1975 deals with the years 1972-5, in which Gough Whitlam led the ALP to victory in the national polls, only to be ignominiously ousted 3 years later; the whiff of scandal, incompetence and betrayal strong in the air. This has been a popular theatrical subject ever since David Williamson’s Don’s Party (1971). Vela’s take on these events is very different however.

Whitlam’s term in office signified Labor’s first national government after 20 years in opposition, and it is traditionally seen as “the high water mark of social democracy” and progressive government in Australia (Graeme Davison et al, eds, Oxford Companion to Australian History, 2001). However a growing number of contemporary commentators point out that, for all of the ALP’s high principles, it also initiated the policy of studious non-intervention and tacit support for Indonesia’s military occupation of East Timor.

Vela has therefore sketched a figure to embody this shift in Labor policy: the character of senior ALP member and mother, Paula. “She represents that part of the Labor party which you later see in Bob Hawke, who argued that we have to get pragmatic and do everything we can to ensure that our party gets into office. So we can’t be idealistic any more. We can’t be worried about workers and unions. We can’t ‘give over’ to them. We have to manage them.”

Vela characterises 1975 as a “popular opera,” partly to distinguish it from more didactic, Brechtian-influenced styles (including her own Little City). The character-based nature of the work means that ideology is explored through the old adage of “the personal is political.” Vela has “set 2 pieces of a requiem mass”—a choral form composed to honour the dead.

“The notion of the requiem is both literal and metaphorical here, expressing the genocide of East Timor as well as the grief and loss of Paula for her journalist son, who has died there.

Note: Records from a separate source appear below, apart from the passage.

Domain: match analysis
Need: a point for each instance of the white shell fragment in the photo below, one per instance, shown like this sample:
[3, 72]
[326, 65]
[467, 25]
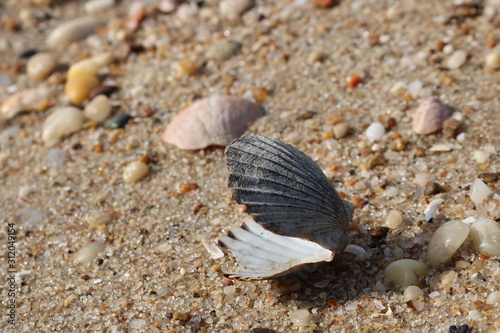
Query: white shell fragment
[446, 241]
[479, 191]
[89, 252]
[61, 123]
[485, 235]
[430, 116]
[299, 216]
[215, 120]
[73, 30]
[405, 272]
[431, 211]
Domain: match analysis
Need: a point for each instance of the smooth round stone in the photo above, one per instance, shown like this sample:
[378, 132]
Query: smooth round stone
[457, 59]
[89, 252]
[98, 109]
[40, 66]
[445, 241]
[405, 272]
[393, 219]
[78, 89]
[74, 30]
[479, 191]
[135, 171]
[61, 123]
[375, 131]
[485, 235]
[412, 293]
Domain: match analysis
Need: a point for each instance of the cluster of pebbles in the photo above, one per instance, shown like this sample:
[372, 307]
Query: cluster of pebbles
[112, 116]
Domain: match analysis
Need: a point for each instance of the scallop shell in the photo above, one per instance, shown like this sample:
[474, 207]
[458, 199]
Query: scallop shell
[215, 120]
[430, 116]
[300, 217]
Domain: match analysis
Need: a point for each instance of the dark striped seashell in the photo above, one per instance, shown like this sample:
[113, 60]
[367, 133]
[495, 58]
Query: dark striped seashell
[299, 217]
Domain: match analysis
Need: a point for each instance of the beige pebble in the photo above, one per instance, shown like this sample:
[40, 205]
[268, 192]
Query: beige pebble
[135, 171]
[78, 89]
[98, 109]
[72, 31]
[485, 235]
[405, 272]
[340, 130]
[89, 252]
[412, 293]
[393, 219]
[40, 66]
[61, 123]
[445, 241]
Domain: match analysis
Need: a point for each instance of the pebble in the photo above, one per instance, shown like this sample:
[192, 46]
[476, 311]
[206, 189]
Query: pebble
[222, 50]
[375, 131]
[493, 298]
[118, 121]
[97, 6]
[27, 100]
[412, 293]
[72, 31]
[430, 116]
[492, 59]
[340, 130]
[89, 252]
[40, 66]
[78, 89]
[300, 317]
[457, 59]
[393, 219]
[479, 191]
[98, 109]
[405, 272]
[485, 235]
[61, 123]
[135, 171]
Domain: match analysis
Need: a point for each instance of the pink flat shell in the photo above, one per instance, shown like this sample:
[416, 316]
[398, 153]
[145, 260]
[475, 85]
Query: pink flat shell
[215, 120]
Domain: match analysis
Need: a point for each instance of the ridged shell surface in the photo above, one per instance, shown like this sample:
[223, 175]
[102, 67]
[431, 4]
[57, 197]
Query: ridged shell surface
[215, 120]
[288, 195]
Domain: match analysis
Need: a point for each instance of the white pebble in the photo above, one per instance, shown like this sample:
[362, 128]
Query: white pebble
[431, 211]
[493, 298]
[393, 219]
[375, 131]
[73, 30]
[481, 156]
[485, 235]
[98, 109]
[405, 272]
[96, 6]
[412, 293]
[479, 191]
[89, 252]
[301, 317]
[445, 241]
[457, 59]
[61, 123]
[135, 171]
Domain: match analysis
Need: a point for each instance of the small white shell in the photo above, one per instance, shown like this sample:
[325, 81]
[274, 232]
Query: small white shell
[215, 120]
[430, 116]
[301, 219]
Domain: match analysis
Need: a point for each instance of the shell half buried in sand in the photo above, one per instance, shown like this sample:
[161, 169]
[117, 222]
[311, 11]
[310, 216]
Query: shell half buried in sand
[299, 217]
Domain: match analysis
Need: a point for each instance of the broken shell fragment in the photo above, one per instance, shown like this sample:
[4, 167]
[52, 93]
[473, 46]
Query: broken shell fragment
[430, 116]
[299, 217]
[215, 120]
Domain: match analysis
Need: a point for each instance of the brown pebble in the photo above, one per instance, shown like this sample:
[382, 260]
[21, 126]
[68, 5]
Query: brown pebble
[323, 3]
[189, 187]
[376, 160]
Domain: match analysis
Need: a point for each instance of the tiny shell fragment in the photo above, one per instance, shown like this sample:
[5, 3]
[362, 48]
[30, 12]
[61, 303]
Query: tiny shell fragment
[215, 120]
[430, 116]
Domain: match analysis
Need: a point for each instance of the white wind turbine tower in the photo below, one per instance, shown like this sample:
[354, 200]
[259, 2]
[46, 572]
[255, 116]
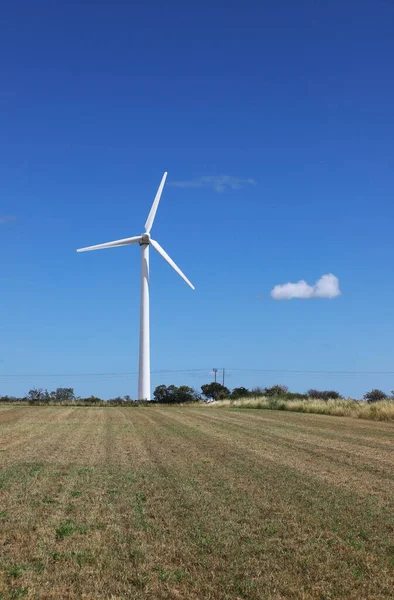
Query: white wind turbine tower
[144, 241]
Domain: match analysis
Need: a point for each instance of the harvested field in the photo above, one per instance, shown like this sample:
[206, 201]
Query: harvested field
[194, 503]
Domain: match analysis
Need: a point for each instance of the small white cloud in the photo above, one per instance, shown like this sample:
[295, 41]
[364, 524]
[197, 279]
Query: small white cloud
[7, 219]
[219, 183]
[326, 287]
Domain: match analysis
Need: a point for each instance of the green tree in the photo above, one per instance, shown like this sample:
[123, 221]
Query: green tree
[63, 395]
[172, 394]
[375, 396]
[276, 390]
[36, 395]
[215, 390]
[240, 392]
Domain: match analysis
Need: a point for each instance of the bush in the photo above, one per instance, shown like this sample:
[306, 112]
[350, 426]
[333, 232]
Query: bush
[174, 395]
[375, 396]
[276, 390]
[323, 395]
[215, 391]
[35, 396]
[239, 393]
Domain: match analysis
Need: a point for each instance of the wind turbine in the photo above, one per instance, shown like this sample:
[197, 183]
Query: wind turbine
[144, 240]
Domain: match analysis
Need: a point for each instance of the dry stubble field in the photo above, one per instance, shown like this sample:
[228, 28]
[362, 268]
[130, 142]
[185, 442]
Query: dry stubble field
[194, 503]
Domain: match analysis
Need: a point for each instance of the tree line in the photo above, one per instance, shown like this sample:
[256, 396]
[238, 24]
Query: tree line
[183, 394]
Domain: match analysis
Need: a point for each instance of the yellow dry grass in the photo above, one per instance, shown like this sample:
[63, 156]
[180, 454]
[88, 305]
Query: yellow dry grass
[194, 503]
[379, 411]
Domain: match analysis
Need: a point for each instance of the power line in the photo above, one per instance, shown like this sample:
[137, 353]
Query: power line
[196, 371]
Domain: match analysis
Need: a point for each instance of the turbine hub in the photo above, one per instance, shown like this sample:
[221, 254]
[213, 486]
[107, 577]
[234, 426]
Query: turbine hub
[145, 237]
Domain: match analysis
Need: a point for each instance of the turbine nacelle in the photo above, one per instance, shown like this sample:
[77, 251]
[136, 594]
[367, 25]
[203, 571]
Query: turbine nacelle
[145, 239]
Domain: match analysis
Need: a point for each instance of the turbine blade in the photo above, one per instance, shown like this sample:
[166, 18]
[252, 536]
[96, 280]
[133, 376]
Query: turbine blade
[164, 254]
[152, 214]
[124, 242]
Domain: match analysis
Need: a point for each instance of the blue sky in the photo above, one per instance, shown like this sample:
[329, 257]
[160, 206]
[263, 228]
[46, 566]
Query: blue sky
[97, 101]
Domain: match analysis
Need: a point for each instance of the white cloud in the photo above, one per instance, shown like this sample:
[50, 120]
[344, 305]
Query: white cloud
[219, 183]
[7, 219]
[326, 287]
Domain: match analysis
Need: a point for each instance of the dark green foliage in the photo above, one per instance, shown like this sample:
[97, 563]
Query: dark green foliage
[375, 396]
[172, 394]
[257, 392]
[215, 391]
[63, 395]
[323, 394]
[276, 390]
[35, 396]
[240, 392]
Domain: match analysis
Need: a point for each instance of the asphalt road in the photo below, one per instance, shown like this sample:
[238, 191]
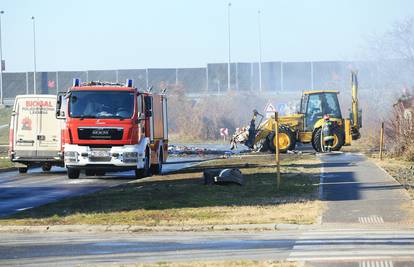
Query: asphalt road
[329, 247]
[363, 226]
[24, 191]
[358, 191]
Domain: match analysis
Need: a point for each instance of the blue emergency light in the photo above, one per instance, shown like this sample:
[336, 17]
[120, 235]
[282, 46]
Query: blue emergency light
[129, 83]
[76, 82]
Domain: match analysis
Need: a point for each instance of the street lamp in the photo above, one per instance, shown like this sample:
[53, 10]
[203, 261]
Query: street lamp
[34, 55]
[229, 62]
[1, 64]
[260, 51]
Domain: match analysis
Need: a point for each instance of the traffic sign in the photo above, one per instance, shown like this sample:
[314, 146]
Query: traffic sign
[224, 132]
[269, 109]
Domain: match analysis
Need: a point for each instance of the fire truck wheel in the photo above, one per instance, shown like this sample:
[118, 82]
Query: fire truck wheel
[73, 173]
[23, 170]
[157, 168]
[89, 173]
[46, 167]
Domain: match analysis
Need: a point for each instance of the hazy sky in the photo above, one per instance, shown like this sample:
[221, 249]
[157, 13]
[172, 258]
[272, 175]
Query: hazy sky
[98, 34]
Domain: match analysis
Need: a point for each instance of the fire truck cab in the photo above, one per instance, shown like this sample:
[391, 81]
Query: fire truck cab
[113, 127]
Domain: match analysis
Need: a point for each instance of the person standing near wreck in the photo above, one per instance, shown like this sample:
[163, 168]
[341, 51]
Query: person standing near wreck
[327, 134]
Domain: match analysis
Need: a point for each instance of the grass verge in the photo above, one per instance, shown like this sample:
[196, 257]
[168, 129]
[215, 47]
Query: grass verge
[182, 199]
[403, 172]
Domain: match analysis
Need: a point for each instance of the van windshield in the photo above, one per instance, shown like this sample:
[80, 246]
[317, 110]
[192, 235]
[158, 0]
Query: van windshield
[101, 104]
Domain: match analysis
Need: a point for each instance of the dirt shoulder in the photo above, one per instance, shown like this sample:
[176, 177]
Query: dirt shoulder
[182, 199]
[403, 172]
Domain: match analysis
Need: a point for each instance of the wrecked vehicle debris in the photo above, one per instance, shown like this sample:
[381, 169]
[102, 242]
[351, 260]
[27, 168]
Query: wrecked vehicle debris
[223, 177]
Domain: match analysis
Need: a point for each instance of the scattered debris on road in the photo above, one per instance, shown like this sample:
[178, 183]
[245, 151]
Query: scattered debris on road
[223, 177]
[194, 150]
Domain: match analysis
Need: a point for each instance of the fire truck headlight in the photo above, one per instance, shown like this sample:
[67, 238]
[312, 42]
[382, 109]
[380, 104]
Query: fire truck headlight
[71, 156]
[130, 157]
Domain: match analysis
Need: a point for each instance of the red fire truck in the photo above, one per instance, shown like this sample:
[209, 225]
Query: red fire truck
[113, 127]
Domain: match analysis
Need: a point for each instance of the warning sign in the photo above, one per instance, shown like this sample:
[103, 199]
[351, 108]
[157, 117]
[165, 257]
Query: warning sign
[269, 110]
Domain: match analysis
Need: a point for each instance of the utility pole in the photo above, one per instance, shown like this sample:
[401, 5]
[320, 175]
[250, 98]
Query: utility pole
[228, 64]
[34, 55]
[260, 51]
[1, 64]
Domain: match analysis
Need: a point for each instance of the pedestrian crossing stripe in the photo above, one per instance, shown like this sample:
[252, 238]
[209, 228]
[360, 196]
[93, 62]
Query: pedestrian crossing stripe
[371, 220]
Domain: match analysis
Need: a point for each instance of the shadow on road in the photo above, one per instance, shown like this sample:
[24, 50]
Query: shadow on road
[187, 190]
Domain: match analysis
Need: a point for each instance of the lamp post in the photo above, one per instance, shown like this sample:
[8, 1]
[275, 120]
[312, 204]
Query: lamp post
[229, 62]
[260, 50]
[1, 64]
[34, 55]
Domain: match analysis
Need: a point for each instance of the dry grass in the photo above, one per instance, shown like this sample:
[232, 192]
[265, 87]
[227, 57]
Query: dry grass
[241, 263]
[403, 172]
[183, 199]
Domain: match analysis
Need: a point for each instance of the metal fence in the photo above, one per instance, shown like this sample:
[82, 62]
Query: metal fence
[244, 77]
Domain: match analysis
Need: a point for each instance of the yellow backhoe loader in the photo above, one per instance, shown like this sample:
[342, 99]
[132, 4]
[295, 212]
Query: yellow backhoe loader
[305, 126]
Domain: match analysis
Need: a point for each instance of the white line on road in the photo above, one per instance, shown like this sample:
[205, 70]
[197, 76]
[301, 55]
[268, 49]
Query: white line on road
[376, 263]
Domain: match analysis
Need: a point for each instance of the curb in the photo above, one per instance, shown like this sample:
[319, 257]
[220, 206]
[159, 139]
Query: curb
[140, 228]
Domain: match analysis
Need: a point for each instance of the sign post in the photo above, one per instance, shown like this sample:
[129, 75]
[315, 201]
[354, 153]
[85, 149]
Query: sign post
[381, 140]
[277, 158]
[269, 110]
[224, 132]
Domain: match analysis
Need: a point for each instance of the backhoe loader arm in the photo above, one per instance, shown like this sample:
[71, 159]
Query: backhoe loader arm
[356, 122]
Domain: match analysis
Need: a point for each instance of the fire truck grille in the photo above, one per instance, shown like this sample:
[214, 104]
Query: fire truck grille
[100, 133]
[100, 159]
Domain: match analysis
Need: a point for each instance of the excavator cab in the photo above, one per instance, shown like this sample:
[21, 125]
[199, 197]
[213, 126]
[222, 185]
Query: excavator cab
[316, 104]
[306, 126]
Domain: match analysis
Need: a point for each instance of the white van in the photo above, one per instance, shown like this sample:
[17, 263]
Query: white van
[35, 133]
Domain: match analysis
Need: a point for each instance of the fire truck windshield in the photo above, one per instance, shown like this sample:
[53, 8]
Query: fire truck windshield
[101, 104]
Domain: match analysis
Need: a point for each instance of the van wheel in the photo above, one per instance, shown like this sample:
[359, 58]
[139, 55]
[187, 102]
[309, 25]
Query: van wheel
[142, 173]
[22, 170]
[157, 168]
[73, 173]
[46, 167]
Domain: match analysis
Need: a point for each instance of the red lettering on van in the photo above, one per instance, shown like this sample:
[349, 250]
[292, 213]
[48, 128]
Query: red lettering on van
[39, 103]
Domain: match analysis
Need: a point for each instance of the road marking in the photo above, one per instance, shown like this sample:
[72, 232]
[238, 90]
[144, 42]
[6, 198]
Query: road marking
[26, 208]
[376, 263]
[371, 220]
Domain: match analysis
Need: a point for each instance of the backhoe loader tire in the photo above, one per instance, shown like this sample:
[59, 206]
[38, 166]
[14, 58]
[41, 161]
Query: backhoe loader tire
[287, 140]
[338, 136]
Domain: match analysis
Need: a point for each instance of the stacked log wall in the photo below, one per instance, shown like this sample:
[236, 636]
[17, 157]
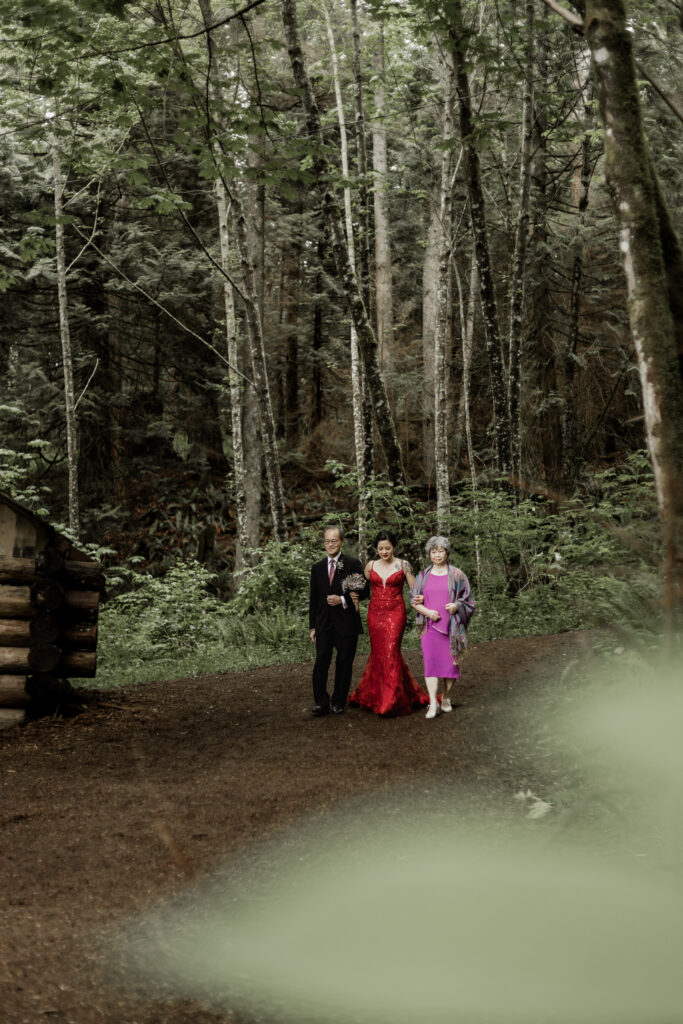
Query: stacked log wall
[49, 603]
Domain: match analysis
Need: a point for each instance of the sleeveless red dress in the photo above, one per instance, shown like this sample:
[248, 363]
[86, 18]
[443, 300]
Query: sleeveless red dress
[387, 686]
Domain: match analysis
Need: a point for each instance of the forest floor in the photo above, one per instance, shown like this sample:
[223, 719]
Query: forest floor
[109, 813]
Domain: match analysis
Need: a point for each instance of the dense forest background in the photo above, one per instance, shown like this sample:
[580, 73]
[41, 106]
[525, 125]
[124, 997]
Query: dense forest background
[361, 260]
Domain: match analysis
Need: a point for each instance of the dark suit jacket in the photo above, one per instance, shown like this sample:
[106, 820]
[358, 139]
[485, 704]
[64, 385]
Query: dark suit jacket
[344, 622]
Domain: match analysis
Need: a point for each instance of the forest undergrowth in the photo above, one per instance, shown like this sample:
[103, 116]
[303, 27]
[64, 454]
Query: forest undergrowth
[536, 567]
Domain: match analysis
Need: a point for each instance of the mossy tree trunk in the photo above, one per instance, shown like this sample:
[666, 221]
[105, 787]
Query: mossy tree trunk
[335, 223]
[459, 38]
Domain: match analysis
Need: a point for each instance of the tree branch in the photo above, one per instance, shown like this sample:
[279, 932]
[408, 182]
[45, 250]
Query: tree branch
[168, 312]
[574, 20]
[191, 35]
[672, 107]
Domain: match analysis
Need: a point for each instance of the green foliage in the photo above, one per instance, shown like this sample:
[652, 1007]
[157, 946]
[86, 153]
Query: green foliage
[543, 570]
[173, 626]
[281, 578]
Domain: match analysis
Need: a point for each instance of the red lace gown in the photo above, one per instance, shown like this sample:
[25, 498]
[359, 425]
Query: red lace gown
[387, 686]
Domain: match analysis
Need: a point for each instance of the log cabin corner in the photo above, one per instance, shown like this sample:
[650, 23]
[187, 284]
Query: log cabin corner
[49, 600]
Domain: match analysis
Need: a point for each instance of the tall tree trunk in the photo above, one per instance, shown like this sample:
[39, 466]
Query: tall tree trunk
[244, 538]
[519, 257]
[467, 323]
[250, 241]
[429, 317]
[361, 427]
[580, 197]
[443, 318]
[543, 365]
[640, 212]
[366, 228]
[467, 334]
[347, 279]
[291, 279]
[316, 376]
[383, 283]
[459, 41]
[259, 371]
[67, 355]
[361, 162]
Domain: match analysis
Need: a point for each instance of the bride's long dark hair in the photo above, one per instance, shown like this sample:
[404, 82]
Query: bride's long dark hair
[385, 535]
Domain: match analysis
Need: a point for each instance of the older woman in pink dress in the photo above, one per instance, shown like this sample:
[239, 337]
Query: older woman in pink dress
[442, 600]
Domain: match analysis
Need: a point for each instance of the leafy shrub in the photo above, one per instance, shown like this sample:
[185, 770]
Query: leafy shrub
[543, 569]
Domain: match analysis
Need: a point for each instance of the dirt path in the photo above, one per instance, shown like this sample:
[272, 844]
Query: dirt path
[103, 814]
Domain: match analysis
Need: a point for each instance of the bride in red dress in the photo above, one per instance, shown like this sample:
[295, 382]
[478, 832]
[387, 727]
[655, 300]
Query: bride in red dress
[387, 686]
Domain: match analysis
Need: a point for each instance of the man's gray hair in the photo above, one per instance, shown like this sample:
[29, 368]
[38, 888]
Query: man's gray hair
[437, 542]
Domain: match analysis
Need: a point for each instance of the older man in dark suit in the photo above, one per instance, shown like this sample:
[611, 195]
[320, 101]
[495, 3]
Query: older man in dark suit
[335, 623]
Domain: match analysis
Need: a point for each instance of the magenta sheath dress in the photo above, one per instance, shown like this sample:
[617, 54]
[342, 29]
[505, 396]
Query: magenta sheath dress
[435, 642]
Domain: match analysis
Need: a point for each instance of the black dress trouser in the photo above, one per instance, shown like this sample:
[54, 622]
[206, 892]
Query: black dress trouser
[326, 642]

The piece begins with a burial in Indonesia and then we go back 3 years, and return again to the funeral at the end of the performance.” In this scene, the idealistic son, like Australia’s role in the East Timor invasion, is buried within political and emotional memory, thus giving the tragic tale of political disillusionment a palpable emotional charge.


The Melbourne Workers’ Theatre and Canto Coro, 1975, composer Irine Vela, director Wesley Enoch, musical director Peter Mousaferiadis, performers include Melita Jurisic, Cidalia Pires, Grant Smith, Lisa-Marie Charalambous, Jeanie Marsh, Michael Lindner, Jenny Vanderbilt, North Melbourne Town Hall, May 21-Jun 7.